Homeschooling e socializzazione
Guest post di Barbara Lamhita Motolese (Genitori Channel).
“Se non vai a scuola rimarrai asino”
“Se non vai a scuola vengono i carabinieri a prenderti”
“Devi andare a scuola se vuoi imparare qualcosa”
…
Queste sono solo alcune delle frasi che i nostri genitori e nonni ci dicevano per convincerci ad alzarci tutte le mattine, caricarci la cartella in spalle e avviarci a scuola.
Eppure non andare a scuola in Italia è possibile, è legale ed è una scelta che fanno circa 1500 famiglie ogni anno, si chiama istruzione parentale o se vogliamo usare un termine internazionale “homeschooling”.

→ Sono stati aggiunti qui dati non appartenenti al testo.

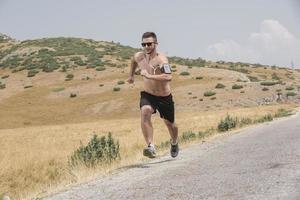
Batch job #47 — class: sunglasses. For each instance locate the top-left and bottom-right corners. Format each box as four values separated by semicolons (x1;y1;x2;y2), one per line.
142;42;155;47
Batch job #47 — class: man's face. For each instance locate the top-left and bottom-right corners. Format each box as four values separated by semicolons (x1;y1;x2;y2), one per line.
142;37;157;54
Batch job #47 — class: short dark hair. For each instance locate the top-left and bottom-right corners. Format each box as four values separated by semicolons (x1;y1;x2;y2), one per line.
142;32;157;42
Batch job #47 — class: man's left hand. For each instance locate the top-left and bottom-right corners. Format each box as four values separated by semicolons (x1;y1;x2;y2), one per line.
141;69;149;78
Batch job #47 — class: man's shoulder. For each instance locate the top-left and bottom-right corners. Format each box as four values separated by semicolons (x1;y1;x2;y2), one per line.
157;52;168;63
133;51;145;61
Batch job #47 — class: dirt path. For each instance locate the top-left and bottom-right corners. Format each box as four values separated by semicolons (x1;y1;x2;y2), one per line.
45;111;300;200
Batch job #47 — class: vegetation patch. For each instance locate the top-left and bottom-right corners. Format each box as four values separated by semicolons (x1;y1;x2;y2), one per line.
180;71;190;76
203;91;216;97
69;132;121;168
260;81;281;86
231;84;243;90
215;83;226;89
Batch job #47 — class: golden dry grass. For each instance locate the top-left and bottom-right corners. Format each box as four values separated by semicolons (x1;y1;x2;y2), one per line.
0;66;300;199
0;105;295;199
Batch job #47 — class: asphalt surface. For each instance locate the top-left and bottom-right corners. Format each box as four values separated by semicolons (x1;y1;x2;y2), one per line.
45;111;300;200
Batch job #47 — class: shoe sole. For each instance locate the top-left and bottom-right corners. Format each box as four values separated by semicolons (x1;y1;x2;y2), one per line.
143;149;155;158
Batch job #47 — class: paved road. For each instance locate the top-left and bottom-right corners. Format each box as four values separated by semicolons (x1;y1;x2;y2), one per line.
46;111;300;200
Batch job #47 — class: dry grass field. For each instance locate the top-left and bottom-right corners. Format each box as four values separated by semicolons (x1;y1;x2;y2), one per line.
0;34;300;199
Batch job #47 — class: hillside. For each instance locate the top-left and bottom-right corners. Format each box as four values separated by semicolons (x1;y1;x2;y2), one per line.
0;33;300;128
0;34;300;199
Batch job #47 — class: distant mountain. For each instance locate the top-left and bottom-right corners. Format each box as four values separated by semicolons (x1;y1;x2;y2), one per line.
0;34;137;72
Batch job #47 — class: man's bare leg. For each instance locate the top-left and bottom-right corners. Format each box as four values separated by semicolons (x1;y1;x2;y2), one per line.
141;105;154;145
164;120;178;144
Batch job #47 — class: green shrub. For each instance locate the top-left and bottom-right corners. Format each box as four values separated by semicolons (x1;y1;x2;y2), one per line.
27;69;39;77
0;83;6;90
24;85;33;89
247;76;259;82
69;132;120;167
66;74;74;79
286;92;297;97
180;72;190;76
179;131;196;142
215;83;226;89
70;93;77;98
274;108;292;118
118;81;125;85
254;114;273;123
52;87;65;92
203;91;216;97
113;87;121;92
239;117;252;127
272;73;280;81
65;74;74;81
218;114;238;132
232;84;243;90
260;81;280;86
1;75;9;79
96;67;106;71
285;86;295;90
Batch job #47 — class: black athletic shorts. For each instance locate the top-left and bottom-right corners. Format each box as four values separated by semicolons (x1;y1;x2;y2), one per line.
140;91;175;123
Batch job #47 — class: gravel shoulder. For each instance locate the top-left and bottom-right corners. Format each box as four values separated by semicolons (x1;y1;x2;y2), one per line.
44;112;300;200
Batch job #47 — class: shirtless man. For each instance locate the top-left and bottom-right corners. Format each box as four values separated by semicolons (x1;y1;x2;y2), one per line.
127;32;179;158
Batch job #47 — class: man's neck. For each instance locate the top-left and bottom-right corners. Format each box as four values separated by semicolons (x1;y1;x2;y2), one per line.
146;50;157;60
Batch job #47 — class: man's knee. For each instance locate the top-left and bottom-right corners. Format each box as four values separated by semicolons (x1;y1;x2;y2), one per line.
165;119;178;129
141;105;154;121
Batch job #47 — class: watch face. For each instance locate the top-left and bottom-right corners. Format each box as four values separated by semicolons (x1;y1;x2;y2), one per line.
162;64;171;74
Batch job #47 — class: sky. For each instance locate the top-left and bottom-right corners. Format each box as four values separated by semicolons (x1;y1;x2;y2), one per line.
0;0;300;68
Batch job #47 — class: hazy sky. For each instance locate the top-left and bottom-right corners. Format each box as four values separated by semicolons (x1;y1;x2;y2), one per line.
0;0;300;68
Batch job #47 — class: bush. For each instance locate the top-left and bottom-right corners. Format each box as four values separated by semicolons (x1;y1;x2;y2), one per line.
218;115;238;132
1;75;9;79
96;67;106;71
24;85;33;89
260;81;280;86
113;87;121;92
255;114;273;123
70;93;77;98
69;132;120;167
232;84;243;90
286;92;297;97
0;83;6;90
239;117;252;127
65;74;74;81
285;86;294;90
27;69;39;77
248;76;259;82
215;83;225;89
203;91;216;97
180;72;190;76
179;131;196;142
118;81;125;85
274;108;291;118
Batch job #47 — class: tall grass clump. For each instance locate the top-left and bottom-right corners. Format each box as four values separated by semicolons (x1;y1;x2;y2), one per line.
69;132;121;167
203;91;216;97
218;115;238;132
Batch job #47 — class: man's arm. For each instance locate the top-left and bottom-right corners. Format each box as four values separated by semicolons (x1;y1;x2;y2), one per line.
141;55;172;81
141;69;172;81
127;52;138;83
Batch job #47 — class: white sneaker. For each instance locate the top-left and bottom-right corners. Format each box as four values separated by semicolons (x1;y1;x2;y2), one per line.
143;145;155;158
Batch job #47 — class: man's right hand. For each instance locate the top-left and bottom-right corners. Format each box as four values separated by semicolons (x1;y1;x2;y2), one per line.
127;76;134;84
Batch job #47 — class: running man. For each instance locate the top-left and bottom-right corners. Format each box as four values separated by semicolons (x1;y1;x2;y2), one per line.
127;32;179;158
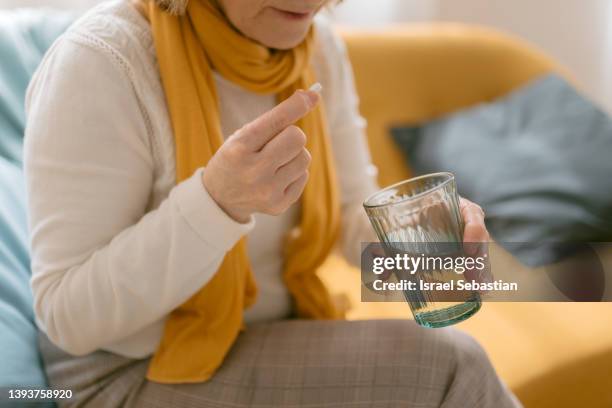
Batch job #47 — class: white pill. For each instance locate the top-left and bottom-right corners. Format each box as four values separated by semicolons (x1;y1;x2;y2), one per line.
309;82;323;93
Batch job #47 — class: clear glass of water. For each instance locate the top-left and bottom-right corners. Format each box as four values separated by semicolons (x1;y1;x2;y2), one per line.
364;173;481;327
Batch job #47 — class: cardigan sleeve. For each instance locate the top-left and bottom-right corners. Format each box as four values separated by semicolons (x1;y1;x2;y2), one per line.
24;37;253;355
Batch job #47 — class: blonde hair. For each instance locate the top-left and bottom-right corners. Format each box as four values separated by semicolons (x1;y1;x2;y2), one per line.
155;0;342;15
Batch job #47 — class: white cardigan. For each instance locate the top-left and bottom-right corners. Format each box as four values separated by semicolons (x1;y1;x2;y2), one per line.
24;0;377;358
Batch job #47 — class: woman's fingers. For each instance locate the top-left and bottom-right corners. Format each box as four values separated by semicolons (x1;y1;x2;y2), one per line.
275;148;312;189
260;125;306;171
236;90;320;152
285;171;309;205
460;198;489;252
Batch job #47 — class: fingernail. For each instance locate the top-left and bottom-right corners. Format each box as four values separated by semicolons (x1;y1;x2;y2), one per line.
299;90;319;109
309;82;323;94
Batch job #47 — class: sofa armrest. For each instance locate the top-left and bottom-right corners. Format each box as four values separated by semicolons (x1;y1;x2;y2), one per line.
340;23;567;185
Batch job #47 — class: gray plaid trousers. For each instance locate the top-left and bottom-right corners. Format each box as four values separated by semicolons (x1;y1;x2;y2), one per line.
40;320;520;408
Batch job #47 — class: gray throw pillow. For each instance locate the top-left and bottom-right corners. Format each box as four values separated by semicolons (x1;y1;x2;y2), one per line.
392;75;612;266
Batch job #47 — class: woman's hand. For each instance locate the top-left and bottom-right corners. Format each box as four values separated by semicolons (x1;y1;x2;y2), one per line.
459;197;490;254
202;91;320;223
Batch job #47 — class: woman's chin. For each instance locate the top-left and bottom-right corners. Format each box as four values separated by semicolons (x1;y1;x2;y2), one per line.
252;16;313;50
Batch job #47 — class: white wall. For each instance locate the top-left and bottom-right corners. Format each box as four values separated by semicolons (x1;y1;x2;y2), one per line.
0;0;100;10
436;0;612;112
334;0;438;27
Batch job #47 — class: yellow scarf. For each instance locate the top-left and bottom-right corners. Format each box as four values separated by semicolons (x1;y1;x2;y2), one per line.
141;0;342;383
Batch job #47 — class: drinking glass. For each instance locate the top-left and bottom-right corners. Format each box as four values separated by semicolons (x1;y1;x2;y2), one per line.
364;173;481;327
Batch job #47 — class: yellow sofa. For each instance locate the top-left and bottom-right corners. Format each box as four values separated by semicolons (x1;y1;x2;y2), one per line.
324;24;612;408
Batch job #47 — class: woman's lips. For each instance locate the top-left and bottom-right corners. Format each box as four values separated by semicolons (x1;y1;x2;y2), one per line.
272;7;314;21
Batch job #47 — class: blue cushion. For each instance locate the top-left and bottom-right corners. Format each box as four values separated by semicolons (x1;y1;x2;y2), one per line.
0;10;74;396
394;75;612;266
0;10;74;163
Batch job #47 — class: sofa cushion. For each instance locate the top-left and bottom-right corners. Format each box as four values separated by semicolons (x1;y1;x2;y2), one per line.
0;9;74;163
0;10;74;396
393;75;612;266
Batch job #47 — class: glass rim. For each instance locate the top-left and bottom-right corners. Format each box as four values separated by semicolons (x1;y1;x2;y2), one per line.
363;171;455;209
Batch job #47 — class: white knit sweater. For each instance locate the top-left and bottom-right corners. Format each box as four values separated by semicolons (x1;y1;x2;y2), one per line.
24;0;376;358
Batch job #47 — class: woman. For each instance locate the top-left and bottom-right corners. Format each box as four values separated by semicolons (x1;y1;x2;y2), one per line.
25;0;517;407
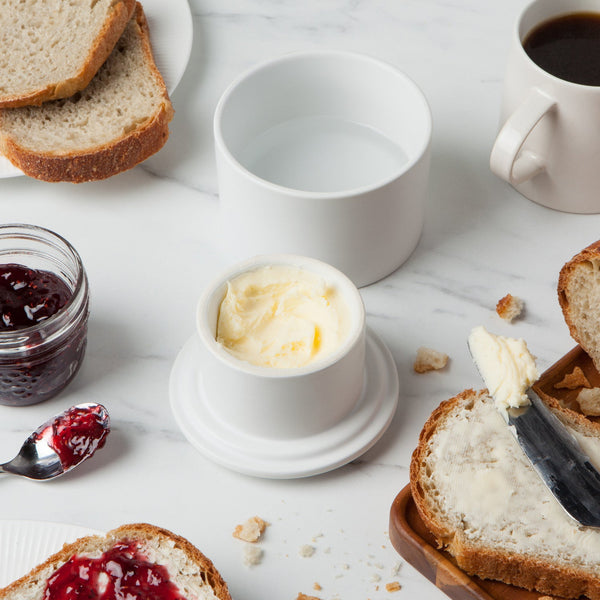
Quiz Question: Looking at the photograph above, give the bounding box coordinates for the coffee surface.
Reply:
[523,12,600,86]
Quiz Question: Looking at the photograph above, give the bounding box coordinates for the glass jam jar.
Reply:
[0,224,89,406]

Anche noi, arrivati alla scelta di dove mandare la nostra prima figlia a scuola abbiamo valutato varie possibilità e abbiamo scelto questa strada poco battuta che sentivamo più vicina al nostro modo di essere genitori. L’anno successivo abbiamo ritirato dall’asilo anche il fratellino e per 5 anni ci siamo immersi in questo nuovo, entusiasmante e a tratti estenuante modo di imparare insieme.
Ma come si fa a iniziare?
Iniziare è molto facile, è sufficiente inviare una comunicazione all’autorità competente (di solito il Sindaco e il Dirigente Scolastico) in cui dichiarate che farete istruzione parentale.
Nella guida completa all’homeschooling in Italia che ho appena pubblicato su GenitoriChannel.it trovate tutti i riferimenti normativi e le lettere di esempio da cui prendere spunto per inviare la dichiarazione.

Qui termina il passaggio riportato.